Adding a super

In a mad dash on Saturday (in the rain & gloveless no less), Wayne and I did a quick switch of the supers on the hive.  We added one empty super with new frames and foundation and placed it directly below the current honey super which was two frames short of being full.

My hope is that in the next few weeks we can grab the full super and try Beekeeper Linda’s crush and strain method of harvesting.  I’ve ordered a small filtering system from Brushy Mountain and some small jars to get us started.  As soon as it arrives, we’re going to give it a shot.

It’s probably a bit early to harvest, but I’m anxious to have our first taste of the lovely honey and to learn a bit about harvesting so we’ll be better prepared for next time.  Plus, the girls currently have some honey stored on the edge frames in the brood area as well as on the burr comb they’ve attached to the bottom of the long frames.   My message: there is no shortage of stored honey so it should not stress the bees and the nectar flow shall continue.  There will be ample opportunity for them to store away more.

In the meantime, here’s our lovely hive:

Other exciting news: It looks like we’re picking up our second colony on the 8th of May.  🙂

Spotlight on the Queen

I visited my dad today and helped him pick through his pictures to see if he had any good shots of the queen and I hit jackpot.  The shadows fell in this first picture just right and it appears to have created a spotlight just to highlight her.   I was a bit worried about her brood pattern, but looking at it now, I believe the empty cells in the middle have either eggs or uncapped brood.

A closeup of the same picture:

Isn’t she just grand?

Inspection #2

Yesterday we completed our second inspection of the hive and managed to remove one of the long brood frames that I’ve been hoping to give back to David.  The inspection overall was quite successful.  We managed to locate the queen and ensure she is beginning to lay in the new frames we installed three weeks ago.  My dad came to take some pictures while we were opening the hive and both he and I managed to get ourselves stung in the process.  I tried my best to work without gloves for the first time and just can’t seem to get over the feeling of them crawling on my fingers.  My body naturally wants to brush them off and (as I learned), the bees aren’t terribly fond of that idea.   Anyway, below is a mix of my pictures and my dad’s pictures.

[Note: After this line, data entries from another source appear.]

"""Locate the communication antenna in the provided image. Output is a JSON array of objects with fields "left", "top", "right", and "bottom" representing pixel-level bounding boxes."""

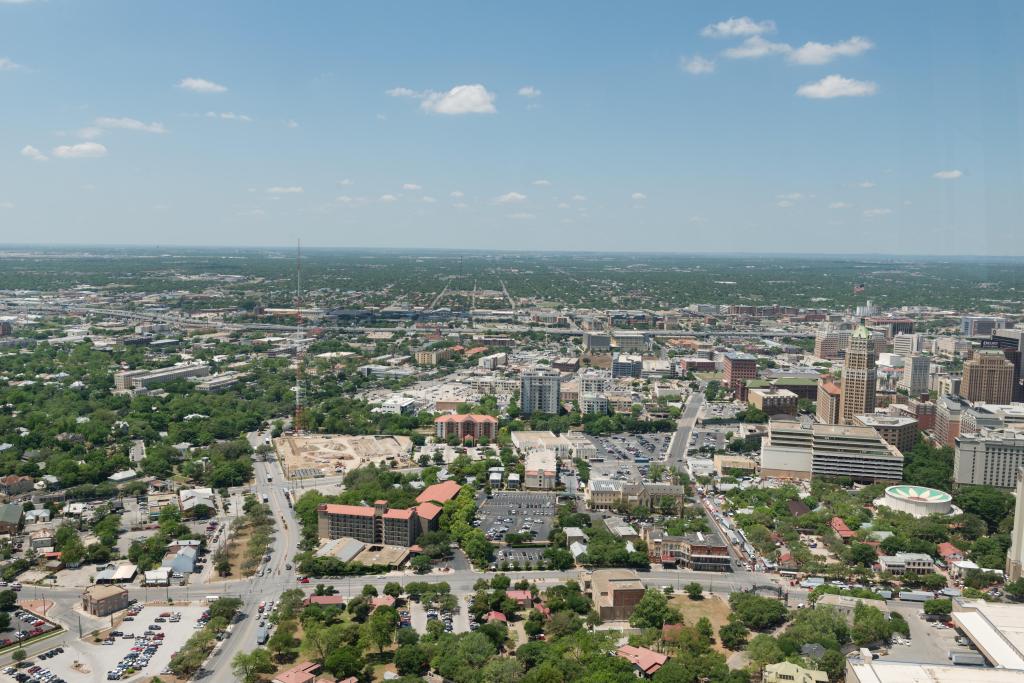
[{"left": 293, "top": 239, "right": 305, "bottom": 435}]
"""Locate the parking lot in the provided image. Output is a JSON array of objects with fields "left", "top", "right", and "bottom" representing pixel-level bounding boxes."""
[
  {"left": 476, "top": 492, "right": 556, "bottom": 541},
  {"left": 590, "top": 432, "right": 672, "bottom": 481},
  {"left": 0, "top": 609, "right": 56, "bottom": 647},
  {"left": 36, "top": 604, "right": 205, "bottom": 681}
]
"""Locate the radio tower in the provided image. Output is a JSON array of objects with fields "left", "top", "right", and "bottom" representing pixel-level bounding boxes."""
[{"left": 293, "top": 240, "right": 306, "bottom": 436}]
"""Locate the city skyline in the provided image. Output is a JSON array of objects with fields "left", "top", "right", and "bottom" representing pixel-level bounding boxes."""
[{"left": 0, "top": 0, "right": 1024, "bottom": 256}]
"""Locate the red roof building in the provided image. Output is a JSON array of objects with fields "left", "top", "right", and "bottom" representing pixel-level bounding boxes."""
[
  {"left": 434, "top": 414, "right": 498, "bottom": 441},
  {"left": 615, "top": 645, "right": 669, "bottom": 677},
  {"left": 416, "top": 479, "right": 462, "bottom": 505},
  {"left": 828, "top": 517, "right": 854, "bottom": 543}
]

We started with the top super that we added last time and I was amazed to see that in three weeks they’ve drawn out comb on four of the frames including the one below which was one of the end frames and is full of honey and pollen.

Here’s a close up of the pollen.  I love seeing all the amazing colors they bring in – they are much, much sharper in person.

The next frame over in the super was a foundationless frame that I added to see what they’d do with it.  In my mind, its another clear argument for top bar beekeeping.

In the close up you can see the honey dripping off some of the burr comb that we had to tear in order to move the frame from the super.

We then removed the super and moved on to check out the top of the brood box below the super.  As soon as we removed the honey super I was hopeful that she had started to lay on the new frames that we installed at our last visit.  You can see the three darker frames donated by David that started this hive originally.

We did manage to tear some brood cells while removing the top super which left some larvae exposed.  The good news is that I pulled a few out and saw no evidence of mites.

Here’s one of the two original brood frames.   This was the cleanest frame and I believe the one we added to a nuc box and brought back to David.

Here is the second frame with some serious burr comb.  I removed it on this frame, but the bees didn’t take kindly to it, so I left it on the other.

I didn’t get a shot of the third frame.  It had the queen on it and I frantically tried to get a picture of her but (as always) she moves a bit too fast for me and I end up with just a bunch of fuzzy bees.

On to the exciting part:  the queen has officially started to lay outside of the original frames.  We’ve had her since this past July and this is the first time she’s moved.

You can see more larvae here and I believe there’s also a few drone cells.

Wayne lifted up the brood box for me to insert a new frame with foundation in the box below.  We didn’t get into that bottom box at all to see what, if anything, is happening there and based on this picture, you can see why.  🙂

Overall a great inspection.  The queen is still present and is laying.  The are clearly storing honey even with the challenge of having to draw out the foundation first.  I’m so glad to see them active and healthy.

Based on what we found yesterday, I’m going to start checking the super on top a bit more frequently to ensure they have plenty of room for storage.  I hope our good luck continues.